Another highlight from this period was his work on Justice League of America, which reintroduced old super-teams such as the Freedom Fighters and The Seven Soldiers of Victory. The two parter in issues 111 and 112, when super-villain Libra steals half of the JLA’s powers (which forces them to revive a deadly enemy to get them back) is one of the title’s best stories.

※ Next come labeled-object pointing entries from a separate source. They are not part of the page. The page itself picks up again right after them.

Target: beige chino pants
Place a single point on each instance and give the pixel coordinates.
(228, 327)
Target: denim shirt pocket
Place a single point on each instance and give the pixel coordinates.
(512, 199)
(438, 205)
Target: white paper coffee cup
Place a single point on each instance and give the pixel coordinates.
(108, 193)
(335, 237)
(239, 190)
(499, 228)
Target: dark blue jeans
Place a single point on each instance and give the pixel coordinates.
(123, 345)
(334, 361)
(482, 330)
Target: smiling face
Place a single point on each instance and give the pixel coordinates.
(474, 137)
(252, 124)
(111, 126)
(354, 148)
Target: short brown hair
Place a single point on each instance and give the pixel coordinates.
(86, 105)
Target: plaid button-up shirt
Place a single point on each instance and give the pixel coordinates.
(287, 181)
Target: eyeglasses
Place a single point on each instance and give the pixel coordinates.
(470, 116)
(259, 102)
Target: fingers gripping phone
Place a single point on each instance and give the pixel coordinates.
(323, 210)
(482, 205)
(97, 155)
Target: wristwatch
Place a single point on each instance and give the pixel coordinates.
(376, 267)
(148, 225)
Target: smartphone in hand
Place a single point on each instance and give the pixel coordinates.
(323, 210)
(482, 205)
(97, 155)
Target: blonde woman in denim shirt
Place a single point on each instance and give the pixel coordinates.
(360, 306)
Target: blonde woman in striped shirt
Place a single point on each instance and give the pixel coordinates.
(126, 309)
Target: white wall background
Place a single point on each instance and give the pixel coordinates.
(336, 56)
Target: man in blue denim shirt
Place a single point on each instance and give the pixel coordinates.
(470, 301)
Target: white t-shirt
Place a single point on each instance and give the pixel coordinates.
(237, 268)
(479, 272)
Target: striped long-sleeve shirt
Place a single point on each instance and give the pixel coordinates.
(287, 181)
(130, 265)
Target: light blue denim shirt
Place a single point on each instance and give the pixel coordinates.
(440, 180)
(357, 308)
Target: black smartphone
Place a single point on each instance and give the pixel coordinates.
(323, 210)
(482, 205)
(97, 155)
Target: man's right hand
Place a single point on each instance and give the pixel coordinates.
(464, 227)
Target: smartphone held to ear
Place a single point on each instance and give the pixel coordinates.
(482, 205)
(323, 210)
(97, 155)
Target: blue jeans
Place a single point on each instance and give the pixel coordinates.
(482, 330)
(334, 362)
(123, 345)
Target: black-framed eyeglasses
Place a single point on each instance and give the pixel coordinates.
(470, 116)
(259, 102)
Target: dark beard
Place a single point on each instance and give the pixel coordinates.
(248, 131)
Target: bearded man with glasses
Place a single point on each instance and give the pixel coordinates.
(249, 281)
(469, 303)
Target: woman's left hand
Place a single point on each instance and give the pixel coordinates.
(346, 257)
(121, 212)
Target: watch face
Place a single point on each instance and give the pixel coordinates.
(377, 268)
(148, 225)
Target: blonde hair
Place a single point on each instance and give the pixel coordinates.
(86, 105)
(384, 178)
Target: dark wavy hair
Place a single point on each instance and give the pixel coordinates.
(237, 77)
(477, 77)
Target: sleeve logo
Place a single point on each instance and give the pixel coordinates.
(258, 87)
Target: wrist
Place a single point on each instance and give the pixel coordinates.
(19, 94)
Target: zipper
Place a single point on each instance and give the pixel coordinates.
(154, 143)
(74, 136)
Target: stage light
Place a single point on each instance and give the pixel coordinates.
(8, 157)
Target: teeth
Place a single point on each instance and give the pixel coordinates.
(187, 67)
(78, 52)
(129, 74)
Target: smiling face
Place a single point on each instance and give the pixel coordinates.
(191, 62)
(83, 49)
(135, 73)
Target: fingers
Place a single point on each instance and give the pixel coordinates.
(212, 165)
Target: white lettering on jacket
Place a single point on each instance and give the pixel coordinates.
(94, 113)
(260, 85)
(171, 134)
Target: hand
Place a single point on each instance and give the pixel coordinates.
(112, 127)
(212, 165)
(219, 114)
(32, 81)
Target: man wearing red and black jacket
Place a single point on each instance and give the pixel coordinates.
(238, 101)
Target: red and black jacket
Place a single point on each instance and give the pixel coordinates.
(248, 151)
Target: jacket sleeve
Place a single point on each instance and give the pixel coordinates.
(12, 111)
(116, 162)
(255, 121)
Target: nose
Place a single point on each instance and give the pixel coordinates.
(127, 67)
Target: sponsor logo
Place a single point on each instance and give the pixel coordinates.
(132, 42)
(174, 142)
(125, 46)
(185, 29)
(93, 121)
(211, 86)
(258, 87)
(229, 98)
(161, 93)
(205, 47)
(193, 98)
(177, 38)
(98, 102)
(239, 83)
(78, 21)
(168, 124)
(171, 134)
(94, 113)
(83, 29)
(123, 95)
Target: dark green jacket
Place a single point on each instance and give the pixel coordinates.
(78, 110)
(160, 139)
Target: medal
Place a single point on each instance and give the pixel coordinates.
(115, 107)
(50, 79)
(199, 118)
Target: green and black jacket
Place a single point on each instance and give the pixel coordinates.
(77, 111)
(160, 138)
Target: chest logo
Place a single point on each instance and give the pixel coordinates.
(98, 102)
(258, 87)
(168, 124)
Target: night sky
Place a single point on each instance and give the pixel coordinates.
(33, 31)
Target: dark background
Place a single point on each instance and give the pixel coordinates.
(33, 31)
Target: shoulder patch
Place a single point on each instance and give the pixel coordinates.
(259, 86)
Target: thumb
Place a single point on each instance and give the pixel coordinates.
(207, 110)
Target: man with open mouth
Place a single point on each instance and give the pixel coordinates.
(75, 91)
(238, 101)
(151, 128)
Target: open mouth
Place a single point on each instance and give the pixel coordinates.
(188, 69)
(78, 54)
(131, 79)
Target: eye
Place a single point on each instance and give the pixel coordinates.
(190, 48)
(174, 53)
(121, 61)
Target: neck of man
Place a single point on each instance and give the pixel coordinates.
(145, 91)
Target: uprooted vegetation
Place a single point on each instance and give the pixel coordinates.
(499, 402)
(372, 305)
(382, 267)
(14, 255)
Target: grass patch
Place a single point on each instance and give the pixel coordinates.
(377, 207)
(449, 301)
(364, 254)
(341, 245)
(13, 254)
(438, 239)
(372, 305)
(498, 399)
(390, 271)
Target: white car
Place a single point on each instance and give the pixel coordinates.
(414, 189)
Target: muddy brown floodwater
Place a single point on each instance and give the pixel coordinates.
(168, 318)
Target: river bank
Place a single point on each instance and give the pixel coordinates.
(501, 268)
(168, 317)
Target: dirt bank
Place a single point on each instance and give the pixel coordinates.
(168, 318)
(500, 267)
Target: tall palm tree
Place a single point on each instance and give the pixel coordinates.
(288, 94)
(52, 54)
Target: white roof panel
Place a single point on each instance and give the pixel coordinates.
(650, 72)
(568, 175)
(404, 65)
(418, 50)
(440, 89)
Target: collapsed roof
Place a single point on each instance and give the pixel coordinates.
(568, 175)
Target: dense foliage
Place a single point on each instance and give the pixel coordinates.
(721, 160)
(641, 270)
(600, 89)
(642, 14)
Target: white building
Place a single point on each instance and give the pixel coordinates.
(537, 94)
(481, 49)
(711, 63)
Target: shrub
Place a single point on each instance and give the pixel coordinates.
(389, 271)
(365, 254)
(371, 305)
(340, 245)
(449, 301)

At the same time, Wein worked continuously at Marvel Comics, mainly on the company’s flagship books, such as Amazing Spider-Man, Marvel Team-Up (the second Spidey title), Fantastic Four, Hulk, Thor and The Defenders. It was in 1974, during his time on the Incredible Hulk, that he and artist Herb Trimpe created a minor character who would end up being Marvel’s consistently hottest property for the next forty years and counting, Wolverine. Wein had a knack for creating interesting characters out of the ether that had never been intended for longevity, such as Sterling Silversmith in Detective Comics. A year after coming up with Wolverine, Wein was given the remit of reviving the hitherto dormant X-Men title, this time with more modern, relevant, or rebooted characters. In Giant-Sized X-Men 1 Wein and artist Dave Cockrum brought us Nightcrawler, Storm and Colossus, and plotted the foundations for what would be the title that kept Marvel in pole position above their faltering competition, both captivating fans and critics alike.

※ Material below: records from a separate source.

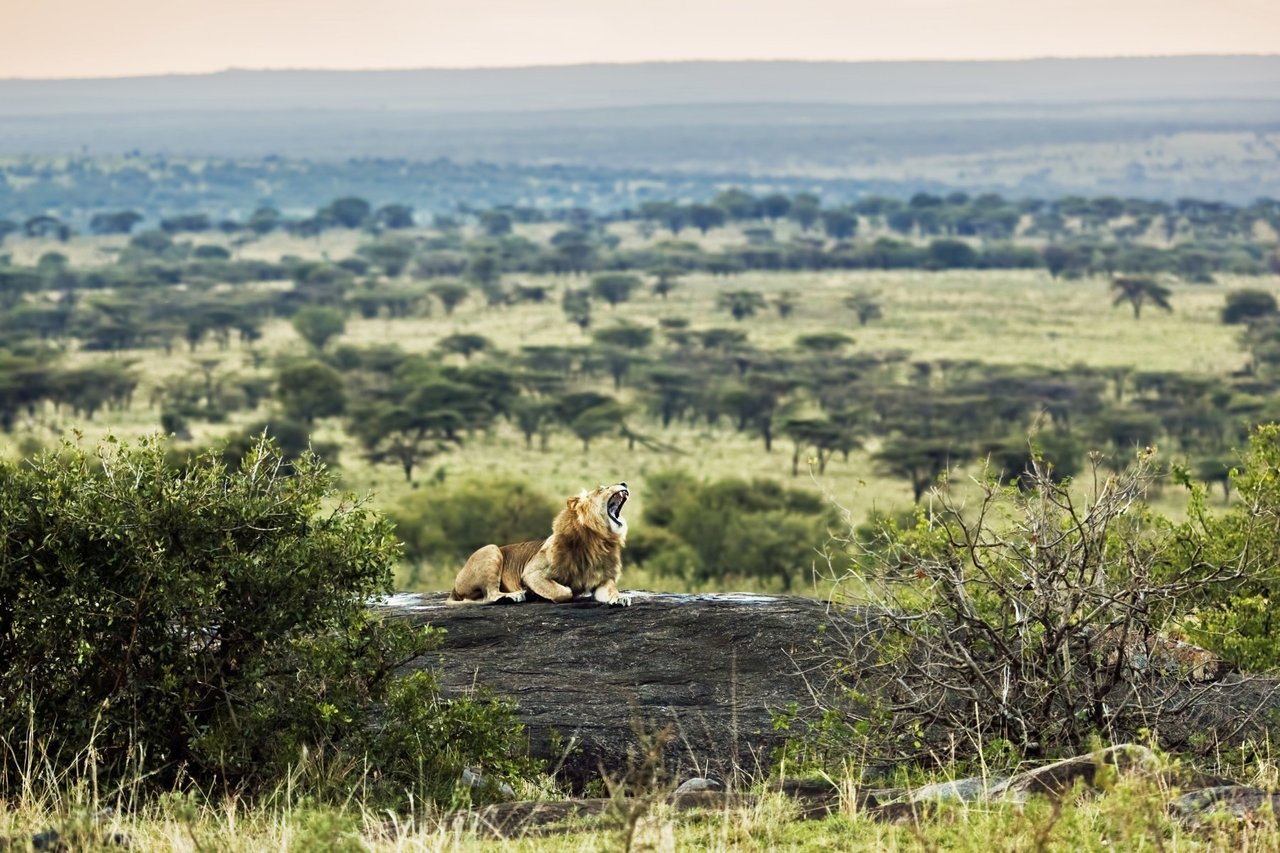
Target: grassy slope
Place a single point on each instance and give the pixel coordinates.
(1008, 318)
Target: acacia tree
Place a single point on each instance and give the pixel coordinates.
(615, 287)
(1040, 612)
(917, 460)
(664, 279)
(451, 295)
(865, 306)
(318, 324)
(1139, 291)
(405, 433)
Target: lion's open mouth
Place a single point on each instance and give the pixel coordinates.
(615, 506)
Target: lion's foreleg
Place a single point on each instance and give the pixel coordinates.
(607, 593)
(535, 578)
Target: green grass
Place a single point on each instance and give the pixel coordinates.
(1000, 318)
(1130, 815)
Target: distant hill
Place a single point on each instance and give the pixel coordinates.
(1156, 127)
(567, 87)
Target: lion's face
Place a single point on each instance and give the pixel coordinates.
(602, 509)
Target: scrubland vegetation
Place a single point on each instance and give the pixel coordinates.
(935, 404)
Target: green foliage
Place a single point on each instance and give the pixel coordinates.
(211, 625)
(319, 324)
(310, 389)
(1248, 305)
(615, 287)
(446, 524)
(1240, 623)
(732, 528)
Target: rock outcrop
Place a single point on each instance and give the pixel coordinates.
(713, 667)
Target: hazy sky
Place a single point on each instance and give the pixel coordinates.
(117, 37)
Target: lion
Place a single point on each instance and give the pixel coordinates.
(583, 555)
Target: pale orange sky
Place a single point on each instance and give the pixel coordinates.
(120, 37)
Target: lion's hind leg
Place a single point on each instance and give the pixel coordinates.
(480, 580)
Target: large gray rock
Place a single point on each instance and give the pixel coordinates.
(716, 669)
(713, 667)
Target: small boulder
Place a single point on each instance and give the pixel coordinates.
(1238, 801)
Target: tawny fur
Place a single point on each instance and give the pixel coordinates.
(583, 555)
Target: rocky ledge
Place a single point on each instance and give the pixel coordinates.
(716, 669)
(713, 667)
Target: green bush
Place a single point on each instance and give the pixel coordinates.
(446, 524)
(1239, 623)
(211, 626)
(732, 529)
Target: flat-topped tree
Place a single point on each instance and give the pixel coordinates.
(615, 288)
(1137, 291)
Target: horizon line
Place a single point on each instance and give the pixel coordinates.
(231, 69)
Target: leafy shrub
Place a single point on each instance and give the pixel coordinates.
(1247, 305)
(1038, 615)
(446, 524)
(211, 625)
(1239, 623)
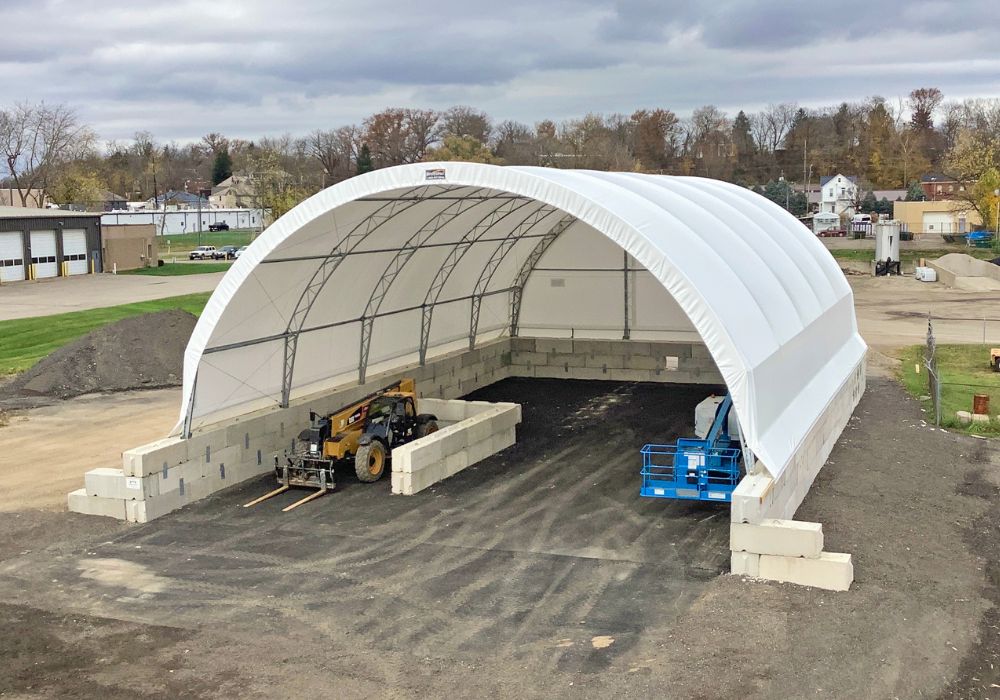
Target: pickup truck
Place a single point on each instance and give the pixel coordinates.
(202, 252)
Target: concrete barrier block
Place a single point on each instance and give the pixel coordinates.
(480, 427)
(751, 498)
(629, 347)
(592, 347)
(507, 418)
(112, 483)
(554, 345)
(424, 455)
(744, 564)
(604, 362)
(646, 362)
(147, 459)
(477, 452)
(453, 439)
(585, 373)
(630, 375)
(832, 571)
(444, 410)
(201, 446)
(503, 440)
(474, 408)
(145, 511)
(79, 502)
(455, 463)
(789, 538)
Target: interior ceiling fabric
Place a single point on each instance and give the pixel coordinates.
(771, 305)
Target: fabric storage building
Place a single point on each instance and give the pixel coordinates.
(460, 274)
(45, 243)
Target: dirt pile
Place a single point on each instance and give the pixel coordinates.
(141, 352)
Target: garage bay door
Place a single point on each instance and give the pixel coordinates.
(75, 251)
(11, 257)
(43, 254)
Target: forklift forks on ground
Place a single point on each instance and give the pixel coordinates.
(361, 434)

By the end of the decade, he was back at DC, either scripting, collaborating on or editing such titles as Batman, Green Lantern, Detective Comics, Camelot 3000, All Star Squadron, Wonder Woman, and Batman and the Outsiders, with his work on Detective Comics and various Batman miniseries and one-shots being a particular highlight. As an editor he also persuaded Marv Wolfman (who had never worked at DC before), and superstar artist George Perez to produce a Marvel-style series in the New Teen Titans for the publisher which successfully revitalized the company’s stock as a going concern and gave it momentum – a pivotal title that cannot be underestimated in terms of its importance.

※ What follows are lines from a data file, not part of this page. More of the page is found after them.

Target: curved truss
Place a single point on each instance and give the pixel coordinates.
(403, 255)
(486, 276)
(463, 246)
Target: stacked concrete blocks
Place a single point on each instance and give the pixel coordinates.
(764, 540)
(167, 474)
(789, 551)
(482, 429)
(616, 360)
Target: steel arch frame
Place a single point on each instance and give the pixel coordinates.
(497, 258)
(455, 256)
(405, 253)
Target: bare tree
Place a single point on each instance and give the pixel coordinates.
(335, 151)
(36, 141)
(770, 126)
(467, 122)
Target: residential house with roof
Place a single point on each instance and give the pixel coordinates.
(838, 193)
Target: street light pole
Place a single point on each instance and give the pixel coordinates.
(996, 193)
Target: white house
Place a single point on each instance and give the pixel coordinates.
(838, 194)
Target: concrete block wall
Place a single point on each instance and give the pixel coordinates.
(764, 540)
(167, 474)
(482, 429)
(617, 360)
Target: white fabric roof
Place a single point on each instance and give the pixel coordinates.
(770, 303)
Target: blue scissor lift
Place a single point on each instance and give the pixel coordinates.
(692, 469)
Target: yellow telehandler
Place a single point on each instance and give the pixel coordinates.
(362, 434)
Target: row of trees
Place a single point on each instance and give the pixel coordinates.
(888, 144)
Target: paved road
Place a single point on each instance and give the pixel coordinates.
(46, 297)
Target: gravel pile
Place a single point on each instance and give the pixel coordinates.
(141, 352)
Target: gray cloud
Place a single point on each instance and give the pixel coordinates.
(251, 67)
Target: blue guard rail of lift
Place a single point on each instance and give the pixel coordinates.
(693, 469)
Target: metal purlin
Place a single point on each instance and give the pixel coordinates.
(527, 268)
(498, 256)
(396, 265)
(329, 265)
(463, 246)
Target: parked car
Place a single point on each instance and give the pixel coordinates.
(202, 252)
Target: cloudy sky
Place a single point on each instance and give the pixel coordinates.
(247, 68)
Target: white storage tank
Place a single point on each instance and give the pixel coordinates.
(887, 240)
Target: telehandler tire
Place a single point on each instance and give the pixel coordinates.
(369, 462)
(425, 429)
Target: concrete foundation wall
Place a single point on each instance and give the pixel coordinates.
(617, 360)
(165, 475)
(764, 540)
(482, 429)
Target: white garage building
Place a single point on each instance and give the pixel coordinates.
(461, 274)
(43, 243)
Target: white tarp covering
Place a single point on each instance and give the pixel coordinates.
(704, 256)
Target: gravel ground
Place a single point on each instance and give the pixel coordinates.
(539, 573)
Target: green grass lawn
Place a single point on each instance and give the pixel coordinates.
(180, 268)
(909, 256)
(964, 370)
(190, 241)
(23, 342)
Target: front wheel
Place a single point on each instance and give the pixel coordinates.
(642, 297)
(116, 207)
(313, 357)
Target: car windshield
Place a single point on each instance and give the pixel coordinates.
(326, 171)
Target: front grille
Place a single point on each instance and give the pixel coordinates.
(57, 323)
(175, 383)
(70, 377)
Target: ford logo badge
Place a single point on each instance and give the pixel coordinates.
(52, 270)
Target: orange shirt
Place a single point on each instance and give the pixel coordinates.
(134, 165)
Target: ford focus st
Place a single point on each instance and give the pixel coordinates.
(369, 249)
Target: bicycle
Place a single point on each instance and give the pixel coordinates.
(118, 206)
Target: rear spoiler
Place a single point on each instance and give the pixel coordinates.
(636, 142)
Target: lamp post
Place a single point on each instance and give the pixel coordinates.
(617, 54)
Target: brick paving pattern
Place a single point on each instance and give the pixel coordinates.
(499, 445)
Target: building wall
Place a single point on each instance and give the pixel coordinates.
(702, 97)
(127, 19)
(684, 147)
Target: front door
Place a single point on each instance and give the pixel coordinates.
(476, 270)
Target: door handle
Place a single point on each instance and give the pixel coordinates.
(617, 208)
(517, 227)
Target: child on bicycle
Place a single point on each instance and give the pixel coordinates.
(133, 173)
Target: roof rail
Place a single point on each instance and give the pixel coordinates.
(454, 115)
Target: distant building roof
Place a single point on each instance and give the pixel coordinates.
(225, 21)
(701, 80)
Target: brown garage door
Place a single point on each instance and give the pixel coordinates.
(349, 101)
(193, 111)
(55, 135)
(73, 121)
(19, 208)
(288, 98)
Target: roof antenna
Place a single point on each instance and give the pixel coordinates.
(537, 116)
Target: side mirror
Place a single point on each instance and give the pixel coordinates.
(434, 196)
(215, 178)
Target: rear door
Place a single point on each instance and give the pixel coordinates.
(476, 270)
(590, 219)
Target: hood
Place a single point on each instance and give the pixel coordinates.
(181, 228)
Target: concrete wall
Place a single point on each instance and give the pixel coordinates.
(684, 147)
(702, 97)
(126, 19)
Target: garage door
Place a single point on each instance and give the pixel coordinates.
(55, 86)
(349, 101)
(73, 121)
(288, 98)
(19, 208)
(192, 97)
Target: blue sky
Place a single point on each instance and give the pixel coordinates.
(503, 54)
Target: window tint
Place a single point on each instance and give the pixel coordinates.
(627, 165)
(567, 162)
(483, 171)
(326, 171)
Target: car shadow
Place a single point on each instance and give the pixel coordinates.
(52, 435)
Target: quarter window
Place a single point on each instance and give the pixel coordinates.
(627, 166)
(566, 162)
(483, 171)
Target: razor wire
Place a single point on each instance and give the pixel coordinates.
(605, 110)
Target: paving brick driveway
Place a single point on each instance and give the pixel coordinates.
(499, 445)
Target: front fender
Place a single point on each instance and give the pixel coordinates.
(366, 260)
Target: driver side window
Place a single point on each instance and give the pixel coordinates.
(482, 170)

Instrumental in bringing British talent over to work at National, Wein edited Alan Moore’s aforementioned breakthrough work for the publisher, and in 1986 oversaw Moore and artist Dave Gibbons’ magnum opus and media cause celebre Watchmen, which fittingly paid tribute to one of his early mentors, Joe Orlando. Many years later, he would return to the property on the Before Watchmen project, scripting the highly rated Ozymandias miniseries.

After his time at DC, Wein continued to work for other publishers such as Dark Horse and Disney, moving into animation and DVD voiceovers for event movies such as Spider-Man, Fantastic Four, several X-Men films and Watchmen, and generally adopting an emeritus role as one of the elder statesmen of comics, and convention stalwart. Always approachable and amenable to both fans and fellow industry mavens, Wein was, along with Roy Thomas, the definitive contributor and mainstay of the generation of writers and creators who followed on from the original era of the medium – as passionate as any aficionado or newcomer, and a much cherished man who exuded comics like few others. He shall be hugely missed.